Article by Polina Wilson
Six Lessons From Three Years Of Working From Home
Three and a half years ago, I packed my bags and moved to California from New York with my husband for a job opportunity he couldn’t pass up.
Thankfully, I was able to keep my role as a people director for an incredible adtech company after working for them for a year in the local NY office. It was meant to be a work-from-home trial, but fast forward years, and the trial has proven successful — and I’ve been working remotely ever since.
Never did I think that in 2020 all of my co-workers around the globe would also be working from their homes, parents’ homes, friends’ homes, summer homes or wherever else the pandemic has allowed them to shelter and turn their kitchen desks into work desks. Here are six lessons and strategies I’ve learned over the years to ensure success in working from home.
1. Make yourself seen. When you aren’t in the office, it’s important that you are still seen virtually. Slack, Google Hangouts, Zoom, emails, funny gifs — do whatever you need to ensure your voice is heard as often as possible. It’s easier to be forgotten about when you aren’t circling around the cookies and candy in the kitchen, so be sure to put in the effort to make your voice heard.
2. Maintain relationships. The onus is on you to be a part of the conversation. Often, people pull each other into meetings or conversations on the fly, so it’s easy to lose sight of what’s going on in the business.
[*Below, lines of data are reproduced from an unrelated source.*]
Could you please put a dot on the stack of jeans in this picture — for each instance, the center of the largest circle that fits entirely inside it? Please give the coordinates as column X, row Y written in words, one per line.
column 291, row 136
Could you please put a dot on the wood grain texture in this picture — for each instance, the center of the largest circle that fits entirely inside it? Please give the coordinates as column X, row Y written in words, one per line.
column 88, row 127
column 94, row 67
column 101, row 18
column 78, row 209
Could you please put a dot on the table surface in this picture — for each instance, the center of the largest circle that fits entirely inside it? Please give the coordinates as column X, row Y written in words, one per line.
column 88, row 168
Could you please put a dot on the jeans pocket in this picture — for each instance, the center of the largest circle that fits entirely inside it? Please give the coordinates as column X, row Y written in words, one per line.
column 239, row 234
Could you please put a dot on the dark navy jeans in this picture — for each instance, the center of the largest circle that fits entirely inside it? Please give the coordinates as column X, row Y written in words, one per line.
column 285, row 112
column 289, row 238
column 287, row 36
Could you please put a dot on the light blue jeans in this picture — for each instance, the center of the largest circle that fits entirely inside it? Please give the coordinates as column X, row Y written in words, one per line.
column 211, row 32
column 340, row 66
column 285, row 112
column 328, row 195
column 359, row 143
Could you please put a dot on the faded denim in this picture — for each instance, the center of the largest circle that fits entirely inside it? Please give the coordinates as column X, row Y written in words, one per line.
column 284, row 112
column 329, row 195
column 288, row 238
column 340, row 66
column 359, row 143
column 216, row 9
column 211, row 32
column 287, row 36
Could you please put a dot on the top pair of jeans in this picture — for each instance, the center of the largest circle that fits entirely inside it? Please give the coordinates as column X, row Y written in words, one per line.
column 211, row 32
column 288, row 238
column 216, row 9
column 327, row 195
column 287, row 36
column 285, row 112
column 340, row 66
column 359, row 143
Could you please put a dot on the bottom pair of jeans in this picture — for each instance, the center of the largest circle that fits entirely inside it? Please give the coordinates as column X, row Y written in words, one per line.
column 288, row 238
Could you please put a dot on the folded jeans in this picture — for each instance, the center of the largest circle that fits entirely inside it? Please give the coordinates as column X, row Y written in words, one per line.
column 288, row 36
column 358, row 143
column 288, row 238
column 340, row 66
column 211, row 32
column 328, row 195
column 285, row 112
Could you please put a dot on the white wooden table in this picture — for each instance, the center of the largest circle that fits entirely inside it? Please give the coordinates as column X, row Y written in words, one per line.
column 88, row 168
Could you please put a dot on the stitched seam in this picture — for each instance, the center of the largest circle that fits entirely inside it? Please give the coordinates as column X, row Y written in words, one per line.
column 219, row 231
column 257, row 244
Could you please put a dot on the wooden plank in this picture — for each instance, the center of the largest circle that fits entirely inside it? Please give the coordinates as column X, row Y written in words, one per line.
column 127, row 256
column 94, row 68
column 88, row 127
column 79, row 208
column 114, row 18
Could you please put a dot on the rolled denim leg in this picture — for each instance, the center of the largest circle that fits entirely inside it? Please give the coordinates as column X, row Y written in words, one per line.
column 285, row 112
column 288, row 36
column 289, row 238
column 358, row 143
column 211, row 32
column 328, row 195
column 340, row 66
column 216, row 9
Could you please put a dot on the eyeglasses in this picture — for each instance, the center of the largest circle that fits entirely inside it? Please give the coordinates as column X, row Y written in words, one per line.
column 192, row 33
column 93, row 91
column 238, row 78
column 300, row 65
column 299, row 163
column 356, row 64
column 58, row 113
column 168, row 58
If you’re physically removed from the office, you have to work that much harder to ensure you aren’t accidentally removed from the conversations as well. Check in with your key stakeholders to ensure they feel supported. Likewise, check in with your new hires and anyone else to ensure you are getting a good read on the office temperature.
3. Have predictable availability. Create a standing weekly “open house” where employees can come to you with any questions, insights, concerns or just for a regular check-in. The predictability of this weekly meeting creates an opportunity for you to remind people you are available for whatever they need. Just because you are not (physically) there, doesn’t mean you aren’t there for them.
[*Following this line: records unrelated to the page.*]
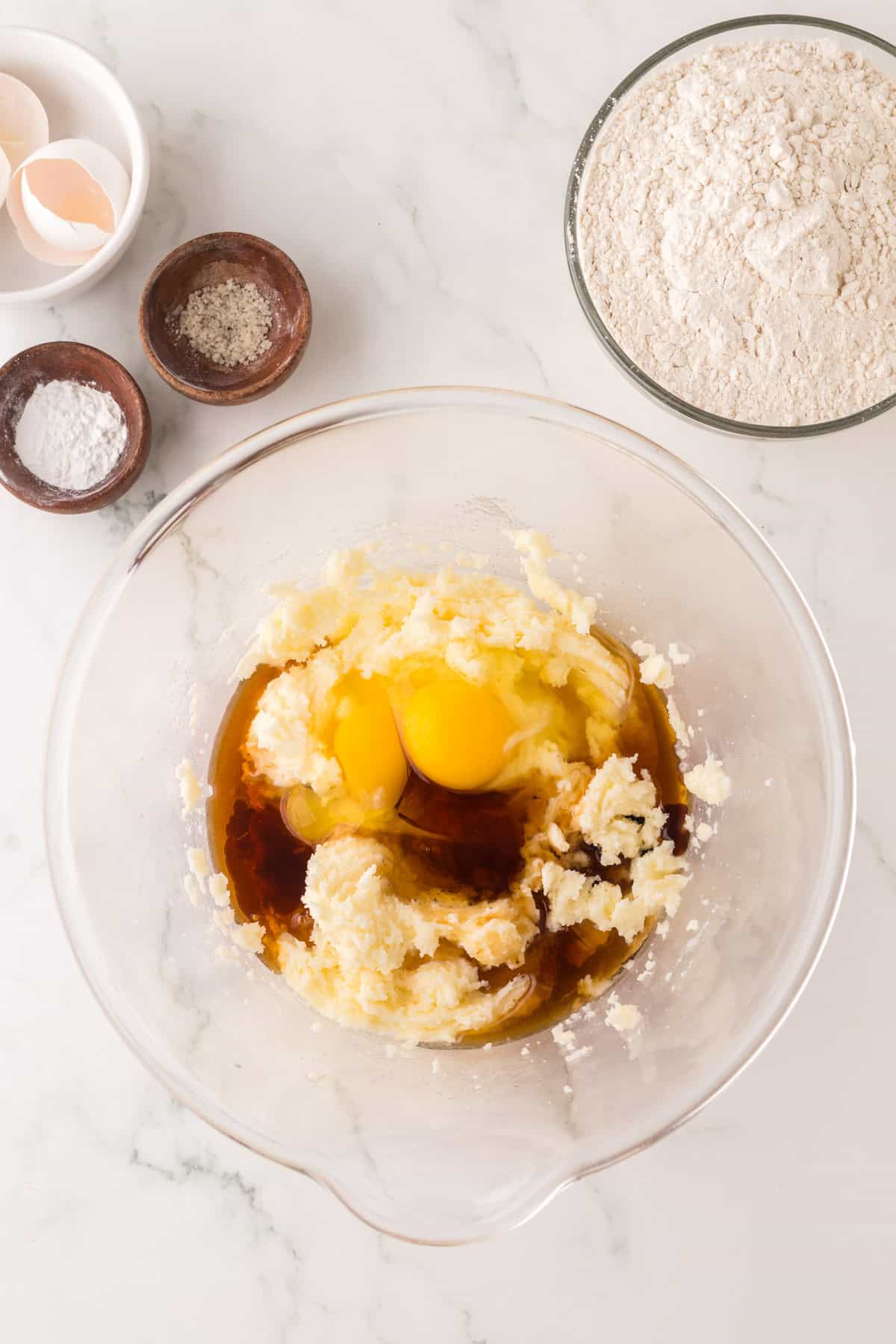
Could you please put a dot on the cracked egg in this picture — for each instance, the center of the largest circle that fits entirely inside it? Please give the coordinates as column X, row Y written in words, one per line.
column 23, row 127
column 66, row 201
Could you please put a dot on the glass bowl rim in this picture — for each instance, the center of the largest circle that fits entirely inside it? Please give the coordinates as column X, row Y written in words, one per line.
column 309, row 423
column 629, row 367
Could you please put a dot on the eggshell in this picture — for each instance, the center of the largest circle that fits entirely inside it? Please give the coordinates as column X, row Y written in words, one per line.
column 46, row 235
column 23, row 121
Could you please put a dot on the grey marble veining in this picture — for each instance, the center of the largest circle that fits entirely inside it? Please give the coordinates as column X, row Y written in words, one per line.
column 413, row 161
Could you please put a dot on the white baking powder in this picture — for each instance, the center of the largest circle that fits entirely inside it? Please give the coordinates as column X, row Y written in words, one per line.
column 70, row 435
column 738, row 231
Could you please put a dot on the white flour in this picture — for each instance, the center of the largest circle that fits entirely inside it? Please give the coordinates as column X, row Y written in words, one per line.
column 738, row 231
column 70, row 435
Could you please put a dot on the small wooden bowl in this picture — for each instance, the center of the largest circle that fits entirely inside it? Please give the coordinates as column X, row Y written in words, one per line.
column 213, row 260
column 67, row 361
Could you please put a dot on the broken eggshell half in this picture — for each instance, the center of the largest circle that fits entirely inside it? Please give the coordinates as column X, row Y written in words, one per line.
column 66, row 201
column 23, row 124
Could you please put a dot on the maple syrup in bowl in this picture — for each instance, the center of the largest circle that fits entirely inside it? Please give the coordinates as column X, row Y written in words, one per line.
column 465, row 843
column 479, row 1142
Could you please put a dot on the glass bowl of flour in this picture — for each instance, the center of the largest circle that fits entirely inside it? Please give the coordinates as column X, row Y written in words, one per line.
column 731, row 230
column 445, row 1144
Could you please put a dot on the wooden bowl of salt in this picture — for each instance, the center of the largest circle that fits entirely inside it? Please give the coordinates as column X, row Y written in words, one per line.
column 225, row 319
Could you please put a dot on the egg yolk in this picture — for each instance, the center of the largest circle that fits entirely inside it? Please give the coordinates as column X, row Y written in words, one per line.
column 370, row 752
column 454, row 734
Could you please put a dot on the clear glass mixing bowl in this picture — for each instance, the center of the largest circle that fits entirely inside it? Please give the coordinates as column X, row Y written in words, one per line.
column 482, row 1142
column 761, row 27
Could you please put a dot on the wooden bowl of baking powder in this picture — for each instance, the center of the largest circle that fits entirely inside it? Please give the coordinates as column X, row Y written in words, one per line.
column 85, row 367
column 225, row 319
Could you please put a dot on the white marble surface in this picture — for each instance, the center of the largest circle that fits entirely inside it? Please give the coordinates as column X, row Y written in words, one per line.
column 413, row 159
4. Give prompt responses. When people can’t see that you’re in a meeting or wrapped up with a spreadsheet at your desk, they don’t realize you may be preoccupied with something else when working from home. Keep your response time for email and messages to under 60 minutes (ideally 30), even if it’s a quick response as simple as that you will circle back later in the day. This not only keeps you accountable, but also ensures your colleagues aren’t wondering what you’re doing.
5. Create calendar transparency. Keep your calendar public and up to date with any meetings you have, but also make sure you block out time to show which projects you are working on. This allows colleagues to set aside time with you when you’re available, but also provides proof of your responsibilities and deliverables. It’s important you add visibility to your ongoing projects and initiatives.
6. Don’t burn out. When working for home, you do find yourself with extra time on your hands. Blame it on shorter walks to the bathroom, less coffee and snacking in the kitchen, and, of course, less casual chitchat around weekend plans, new restaurant openings and what’s happening on the newest binge-worthy TV show. It’s natural to feel the need to constantly prove your commitment and diligence, so be sure to maintain a schedule and organize breaks for yourself. You won’t do your best work staring at a screen for six hours straight. So, get up, and get fresh air, or pour yourself a tall glass of ice water. Move around to give your eyes and mind a break from the screen. Also try to stick to your set hours. The work will always be there when you log back in at 9 a.m., so don’t work into the late hours too often because it can become a habit that’s difficult to maintain and eventually break out of.
During the past few months, almost the entire global workforce has been put into the same work-from-home trial as I was a few years back. The results? Some people love it and would exclusively work this way going forward. Others? Not so much. Suburbanites love saving time on their commute. Introverts may love spending time in their safe space at home. Those who burn the midnight oil may be benefitting from more time at home with their families. Others have found the opposite to be true and miss the days of collaborating around a huge table and throwing around ideas with desk mates.
No matter what camp you fall into, one thing rings true: You need to be able to successfully work from home, deliver results and be productive, whether it’s for another few weeks or for an extended period of time down the line. Working from home may not be here to stay indefinitely, but it definitely has a seat at the table for the long term.